Прихожане спрашивают священника, можно ли им молиться не в церкви, а в часовне, которая ближе к дому, но священник боится, что народ перестанет ходить в его церковь, и отвечает: «Неужели вы думаете, что, если будете молиться в этой часовне, ваши молитвы скорее дойдут к богу или что там вас меньше будут бомбить?» А те говорят:
«Если вы не разрешите нам молиться в часовне, мы будем молиться на улице». «Но я вам и это запрещаю, — говорит пастырь, — я велю вас оттуда прогнать».
Упадок нравов достигает таких ужасающих размеров, что старая проститутка говорит: «Куда катится мир?! В мое время…»
Дети бегут за немецким солдатом и спрашивают его, был ли он в Нормандии. «Да, — говорит он. — Но мы еще вернемся туда, когда получим новое оружие». И он вручает им порцию мороженого — одну на всех, так что каждому хочется хоть разик его лизнуть. Немец, услышав слово «лизнуть», говорит: «Всем лизнуть!» Дети спрашивают его, понимает ли он язык, на котором говорят бельгийцы, и знает ли о том, что бомбят его Германию. А потом указывают ему на сынишку Койле и объявляют: «Он нацист!» — а тот пыжится от гордости.
ПЕРВЫЙ ЧАС СВОБОДЫ
Последние ночи мы уже не могли спать. Чаще всего я сидел в кресле у раскрытой задней двери, укутав ноги одеялом, и смотрел на звезды, вслушиваясь в далекий рокот самолетов и дымя сигаретой, время от времени я подходил к приемнику, чтобы послушать английское радио. Незадолго до полуночи из приемника послышалось «та-ра-ра-бум» — музыка, которая раньше исполнялась к месту и не к месту, по случаю смерти короля, например, и тому подобным поводам, но которая теперь, после четырех лет войны, заставила вздрогнуть мое сердце — наши войска перешли бельгийскую границу. Моя жена, сменившая меня в кресле у раскрытой двери, где она тоже слушала гул самолетов и курила, подошла ко мне, даже не закрыв за собой дверь. Какая неосторожность — ведь немцы все еще идут через город!

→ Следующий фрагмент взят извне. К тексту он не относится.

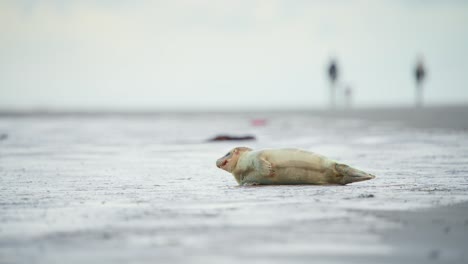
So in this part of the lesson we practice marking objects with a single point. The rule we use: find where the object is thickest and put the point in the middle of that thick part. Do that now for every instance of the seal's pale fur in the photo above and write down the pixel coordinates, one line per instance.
(287, 166)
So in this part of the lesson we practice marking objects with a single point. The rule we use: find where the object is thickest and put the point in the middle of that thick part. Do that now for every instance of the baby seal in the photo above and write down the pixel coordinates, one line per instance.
(287, 166)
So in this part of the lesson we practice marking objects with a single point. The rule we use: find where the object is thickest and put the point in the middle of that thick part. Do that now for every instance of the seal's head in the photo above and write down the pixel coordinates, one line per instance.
(229, 161)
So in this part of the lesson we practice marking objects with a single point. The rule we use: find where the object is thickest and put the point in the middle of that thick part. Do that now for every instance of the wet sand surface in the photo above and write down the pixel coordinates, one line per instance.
(145, 189)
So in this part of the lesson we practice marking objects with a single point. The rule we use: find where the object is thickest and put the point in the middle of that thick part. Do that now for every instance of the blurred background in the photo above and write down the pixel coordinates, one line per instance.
(230, 55)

— Грузовик с ранеными еще здесь? — спросил я.
— Нет, уехал, — сказала она.
Я посмотрел на жену. Она натянула на голову серый шерстяной колпак и накинула на плечи мое пальто с поднятым воротником.

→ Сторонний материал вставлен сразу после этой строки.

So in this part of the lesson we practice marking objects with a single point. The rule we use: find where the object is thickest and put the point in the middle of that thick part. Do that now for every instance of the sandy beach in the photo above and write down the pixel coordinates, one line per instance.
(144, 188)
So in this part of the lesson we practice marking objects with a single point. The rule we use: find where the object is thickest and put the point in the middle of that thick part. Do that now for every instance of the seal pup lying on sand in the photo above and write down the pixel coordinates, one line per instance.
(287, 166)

— Ты похожа сейчас на жителя России, — сказал я, но мы даже не улыбнулись, продолжая вслушиваться в «та-ра-ра-бум», и жена сказала:
— Я, кажется, сейчас зареву, Луи, мой мальчик! Я, кажется, сейчас зареву!

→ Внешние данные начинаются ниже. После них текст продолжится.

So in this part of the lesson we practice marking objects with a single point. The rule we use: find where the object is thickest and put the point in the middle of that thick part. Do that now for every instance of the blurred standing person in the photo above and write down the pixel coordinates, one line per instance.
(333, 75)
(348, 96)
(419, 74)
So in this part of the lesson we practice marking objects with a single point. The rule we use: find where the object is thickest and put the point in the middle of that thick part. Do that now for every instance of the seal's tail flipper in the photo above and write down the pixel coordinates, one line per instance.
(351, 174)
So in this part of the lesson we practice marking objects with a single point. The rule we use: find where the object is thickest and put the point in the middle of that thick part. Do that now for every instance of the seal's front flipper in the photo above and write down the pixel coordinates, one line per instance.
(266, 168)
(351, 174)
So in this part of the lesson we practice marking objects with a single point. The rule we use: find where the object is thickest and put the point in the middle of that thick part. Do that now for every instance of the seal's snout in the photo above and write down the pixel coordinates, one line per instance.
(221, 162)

Ей даже не нужно было об этом говорить, потому что она уже ревела. Мы второпях приготовили кофе и снова начали вслушиваться в звуки, доносящиеся с улицы.
— Они уже здесь, — сказала моя жена, и мы действительно услышали стук подкованных каблуков. Мы распахнули дверь на улицу, и в тот же миг донесся далекий, очень слабый — потому что ветер дул в другую сторону-звон колоколов. А это что? Похоже, крики ликования… Однако нужно посмотреть и на тех, что проходят сейчас мимо в маршевой колонне, — как много надо одновременно видеть и слышать! Но это были все еще немцы. Они шли сдвоенными шеренгами, стараясь держаться ближе к домам, и мы торопливо спрятались в тень и затаили дыхание. «Vorwärts!» — кричали они. Менеер Брис, который раньше был состоятельным буржуа, а во время войны опустился до того, что подбирал окурки, когда его никто не видел, открыл окно и вывесил знамя — трехцветное, как мы догадывались, так как в темноте это знамя казалось просто черной тряпкой. А потом со звоном вылетели стекла в окнах хромого Шарло, который с прошлой войны вернулся с изувеченной ногой, а в эту войну стал нацистом. Неужели такое возможно? И снова мы слышим шаги.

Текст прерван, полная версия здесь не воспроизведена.